On that basis, the taxonomy sticks closely to international best practice – the Climate Bond Initiative’s standards, the Green Bond Principles and the work being done by the European Commission’s Technical Expert Group on Sustainable Finance. “Obviously, we can’t be greener than the EU, that’s impossible,” he laughs. “But we are willing to explain the differences to anyone who wants to talk about it.”
One fundamental difference compared with the EU’s taxonomy is that Russia plans to have a project-based framework, which is simpler to create and suits the green bond market, where credible projects need to be easily identifiable. But the Russian taxonomy will be used beyond the capital markets, Miroshnichenko explains.
“There are existing government programmes that could be expanded or repurposed, like subsidies,” he tells RI. “At the moment, if you have a solar or wind project, the government will guarantee to buy your energy at a higher rate than they would pay for conventional energy.” This has contributed to a surge in renewables in Russia over the past decade, but their share of total energy output in the country remains strikingly low, with solar and wind estimated to have contributed just 0.02% in 2018.
Miroshnichenko thinks VEB.RF and its colleagues could do “way more”: “We could link more parts of the taxonomy to the subsidies,” he says, adding that conversations are currently underway with seven government ministries to develop the idea.
“We’re trying to develop a comprehensive scheme for any kind of government support linked to the greenness of financial instruments. We’re talking to the finance ministry about possible tax incentives," he says. VEB.RF is also in dialogue with Russia’s central bank about “regulatory options like risk weightings”, he admits, but keeps his cards close to his chest when it comes to details.
First and foremost, the best thing VEB.RF can do is “lead by example”, he continues, so it will kick things off by providing discounts to its own clients if they comply with the green taxonomy.
In the bank’s own credit policy, there are specific ‘do no significant harm’ criteria (“so if you’re building something that emits less CO2, but in doing so you’re going to ruin a river or something, then you obviously can’t do it”), as well as social safeguards for infrastructure; but for the taxonomy as a standalone framework, those considerations are not yet integrated.

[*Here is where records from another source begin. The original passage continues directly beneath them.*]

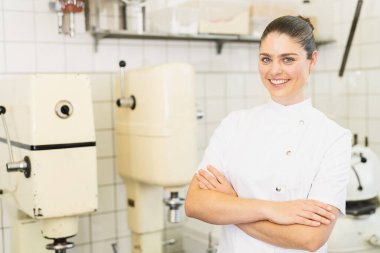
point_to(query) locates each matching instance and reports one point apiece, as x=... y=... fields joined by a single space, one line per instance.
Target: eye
x=288 y=60
x=265 y=60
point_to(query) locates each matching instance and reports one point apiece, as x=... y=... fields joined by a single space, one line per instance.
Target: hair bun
x=307 y=20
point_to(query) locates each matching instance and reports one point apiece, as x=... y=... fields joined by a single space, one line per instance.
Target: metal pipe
x=350 y=37
x=8 y=138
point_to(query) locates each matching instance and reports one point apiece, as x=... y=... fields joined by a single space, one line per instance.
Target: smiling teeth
x=279 y=81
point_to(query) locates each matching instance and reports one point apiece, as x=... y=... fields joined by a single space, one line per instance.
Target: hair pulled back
x=296 y=27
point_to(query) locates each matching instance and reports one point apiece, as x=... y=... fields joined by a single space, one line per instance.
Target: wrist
x=263 y=209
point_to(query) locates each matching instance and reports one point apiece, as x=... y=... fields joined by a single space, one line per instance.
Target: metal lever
x=129 y=102
x=174 y=203
x=22 y=166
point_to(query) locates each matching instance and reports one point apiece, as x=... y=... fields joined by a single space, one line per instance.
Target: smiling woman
x=275 y=175
x=286 y=58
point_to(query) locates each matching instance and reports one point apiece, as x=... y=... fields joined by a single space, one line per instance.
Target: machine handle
x=2 y=110
x=200 y=114
x=23 y=166
x=123 y=101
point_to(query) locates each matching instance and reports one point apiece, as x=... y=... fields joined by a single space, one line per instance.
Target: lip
x=278 y=82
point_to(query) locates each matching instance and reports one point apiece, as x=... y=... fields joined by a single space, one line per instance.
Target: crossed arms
x=298 y=224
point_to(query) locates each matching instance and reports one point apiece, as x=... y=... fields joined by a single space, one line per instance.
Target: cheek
x=297 y=72
x=262 y=70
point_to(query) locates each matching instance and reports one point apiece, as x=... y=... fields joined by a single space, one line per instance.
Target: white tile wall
x=81 y=249
x=2 y=57
x=221 y=62
x=132 y=54
x=20 y=57
x=103 y=246
x=178 y=53
x=121 y=197
x=240 y=53
x=103 y=227
x=235 y=85
x=200 y=57
x=373 y=81
x=50 y=57
x=215 y=85
x=103 y=115
x=47 y=27
x=106 y=171
x=106 y=197
x=79 y=57
x=366 y=54
x=19 y=26
x=106 y=58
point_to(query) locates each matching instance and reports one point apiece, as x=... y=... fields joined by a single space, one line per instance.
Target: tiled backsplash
x=29 y=43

“One thing that’s important to note,” Miroshnichenko concludes, “is that this version of the taxonomy that is out for public comment, is not complete yet – it is still in development. A more substantial discussion on the differences between what the Russians are doing and what the rest of the world is doing could be had when the quantitative criteria are published”.
“We know the demand for green financial instruments is currently greater than the supply, and we would love to fill that gap. If we make our taxonomy transparent and compatible, we believe that there could be an influx of international investors into Russia.”